La magia dell’Arena è anche quando il Conte di Luna ne “Il Trovatore” intona una delle sue frasi più belle (sì, il libretto di Cammarano è un capolavoro), “Sperda il sole d’un suo sguardo la tempesta del mio cor!”, e il cielo si intona ai suoi moti vibrando di abbaglianti saette.
E con questo cielo tempestoso, che ha fruttato solo una piccola interruzione per poche gocce di pioggia, si è chiusa l’avventura del Trovatore delle stelle.
Siamo rimasti ancora una volta ammirati, commossi dallo spettacolo di Franco Zeffirelli, un capolavoro di macchina teatrale, suggestiva, densa di mille cromie e sfumature. L’apertura della grande cappella gotica nella scena del finale II, lascia sempre a bocca aperta e sospirando per ammirazione profonda.

Pier Giorgio Morandi dirigeva con eleganza e buona capacità di accompagnamento, nonostante qualche sporadico scollamento. Tuttavia al suo Trovatore manca il fuoco ma anche la luna: tutte le dinamiche sono appiattite e le tinte sono spesso monocromatiche. Nonostante questo le prova dell’orchestra dell’Arena di Verona è di grande livello e ancora di più quella del coro diretto da Vito Lombardi.
Questo Trovatore infatti pare risolversi tutto nel canto, a partire da Dario Giorgelè (un vecchio zingaro), Antonello Ceron (un messo) e gli eccellenti Elena Borin (Ines) e Carlo Bosi (Ruiz).
Riccardo Fassi è un Ferrando di bell’accento, vocalità pulita e tecnica scaltrita che gli permette di venire a capo delle infide agilità del racconto del I atto.

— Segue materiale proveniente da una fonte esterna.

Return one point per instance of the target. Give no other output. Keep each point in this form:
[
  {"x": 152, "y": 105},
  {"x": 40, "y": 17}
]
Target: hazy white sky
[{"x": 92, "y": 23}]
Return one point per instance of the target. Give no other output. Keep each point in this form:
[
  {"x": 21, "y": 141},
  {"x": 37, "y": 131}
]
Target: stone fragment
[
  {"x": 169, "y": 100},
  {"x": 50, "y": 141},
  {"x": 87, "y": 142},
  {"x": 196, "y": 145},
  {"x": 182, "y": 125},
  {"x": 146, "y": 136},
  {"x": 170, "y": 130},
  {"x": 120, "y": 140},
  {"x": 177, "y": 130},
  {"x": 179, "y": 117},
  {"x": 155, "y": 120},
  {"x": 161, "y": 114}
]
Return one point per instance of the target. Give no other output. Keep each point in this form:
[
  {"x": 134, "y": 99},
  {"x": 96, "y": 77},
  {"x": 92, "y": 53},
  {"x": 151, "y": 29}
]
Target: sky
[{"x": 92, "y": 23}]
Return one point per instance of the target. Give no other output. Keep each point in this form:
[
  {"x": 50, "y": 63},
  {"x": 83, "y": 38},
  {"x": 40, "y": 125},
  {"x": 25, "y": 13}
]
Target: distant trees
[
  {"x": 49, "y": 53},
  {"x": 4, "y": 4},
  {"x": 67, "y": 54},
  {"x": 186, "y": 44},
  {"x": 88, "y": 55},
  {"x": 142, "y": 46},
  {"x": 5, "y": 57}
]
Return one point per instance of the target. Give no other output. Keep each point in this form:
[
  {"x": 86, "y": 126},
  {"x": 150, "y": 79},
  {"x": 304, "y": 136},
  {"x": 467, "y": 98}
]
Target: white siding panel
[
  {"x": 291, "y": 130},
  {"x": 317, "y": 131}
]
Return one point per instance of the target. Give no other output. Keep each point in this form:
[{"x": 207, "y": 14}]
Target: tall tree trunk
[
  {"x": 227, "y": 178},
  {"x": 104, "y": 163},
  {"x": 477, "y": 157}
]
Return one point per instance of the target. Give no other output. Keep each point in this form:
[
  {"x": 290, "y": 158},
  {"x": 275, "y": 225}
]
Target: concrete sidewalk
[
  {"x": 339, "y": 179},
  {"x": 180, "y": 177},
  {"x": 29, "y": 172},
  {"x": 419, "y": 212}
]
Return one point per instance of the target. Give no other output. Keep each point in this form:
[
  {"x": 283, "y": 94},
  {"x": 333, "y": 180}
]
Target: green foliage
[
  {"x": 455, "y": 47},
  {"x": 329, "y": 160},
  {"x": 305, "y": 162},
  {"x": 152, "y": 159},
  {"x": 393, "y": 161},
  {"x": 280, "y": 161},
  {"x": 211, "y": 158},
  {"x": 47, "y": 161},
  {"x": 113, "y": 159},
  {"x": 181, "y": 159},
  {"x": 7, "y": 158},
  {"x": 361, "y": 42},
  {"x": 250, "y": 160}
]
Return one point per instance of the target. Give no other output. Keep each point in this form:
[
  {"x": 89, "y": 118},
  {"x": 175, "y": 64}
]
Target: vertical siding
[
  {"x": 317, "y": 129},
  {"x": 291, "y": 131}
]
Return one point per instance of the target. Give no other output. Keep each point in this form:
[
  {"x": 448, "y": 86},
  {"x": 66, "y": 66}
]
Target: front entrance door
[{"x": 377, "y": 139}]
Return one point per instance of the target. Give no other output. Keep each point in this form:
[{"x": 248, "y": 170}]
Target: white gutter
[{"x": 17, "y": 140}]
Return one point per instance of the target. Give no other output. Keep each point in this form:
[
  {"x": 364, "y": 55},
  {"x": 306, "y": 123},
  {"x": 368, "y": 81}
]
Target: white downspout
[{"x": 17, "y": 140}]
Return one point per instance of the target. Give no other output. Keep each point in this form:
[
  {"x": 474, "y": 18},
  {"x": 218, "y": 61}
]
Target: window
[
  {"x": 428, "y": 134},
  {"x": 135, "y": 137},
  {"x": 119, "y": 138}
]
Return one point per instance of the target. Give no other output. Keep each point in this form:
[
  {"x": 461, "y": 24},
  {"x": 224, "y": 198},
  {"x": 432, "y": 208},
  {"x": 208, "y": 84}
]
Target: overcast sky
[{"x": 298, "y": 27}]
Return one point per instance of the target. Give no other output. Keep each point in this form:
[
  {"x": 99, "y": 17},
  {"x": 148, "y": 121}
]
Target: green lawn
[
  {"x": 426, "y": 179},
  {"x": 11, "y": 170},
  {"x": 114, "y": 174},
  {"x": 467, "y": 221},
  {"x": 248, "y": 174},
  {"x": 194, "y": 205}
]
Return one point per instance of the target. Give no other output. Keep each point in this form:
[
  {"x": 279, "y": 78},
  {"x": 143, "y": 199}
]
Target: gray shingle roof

Alberto Gazale è stato il primo interprete del Conte di Luna alla nascita di questo allestimento nel 2001, e a distanza di quasi due decenni dipinge ancora un personaggio affascinante per vocalità e presenza teatrale, gestendo con nobile protervia la difficile scrittura del ruolo.

Murat Karahan è il Manrico dei sogni, tanto eroico quanto romantico: voce grandissima, bellissima, estesissima e che non teme nessun ostacolo e lo supera grazie ad una tecnica impeccabile. Il tenore, in assoluto stato di grazia, ha reso tutte le sfumature di questo personaggio: il diminuendo su “abbrividir” in “Mal reggendo all’aspro assalto” e il successivo crescendo, la tenerezza filiale di “alcuno, ti rassicura, qui non volge” nell’ultimo atto. Siamo rimasti senza fiato però davanti al canto di “Ah! sì, ben mio, coll’essere…” con fiati prodigiosi e una linea vocale da autentico belcantista, per di più seguito da una pira a dir poco entusiasmante.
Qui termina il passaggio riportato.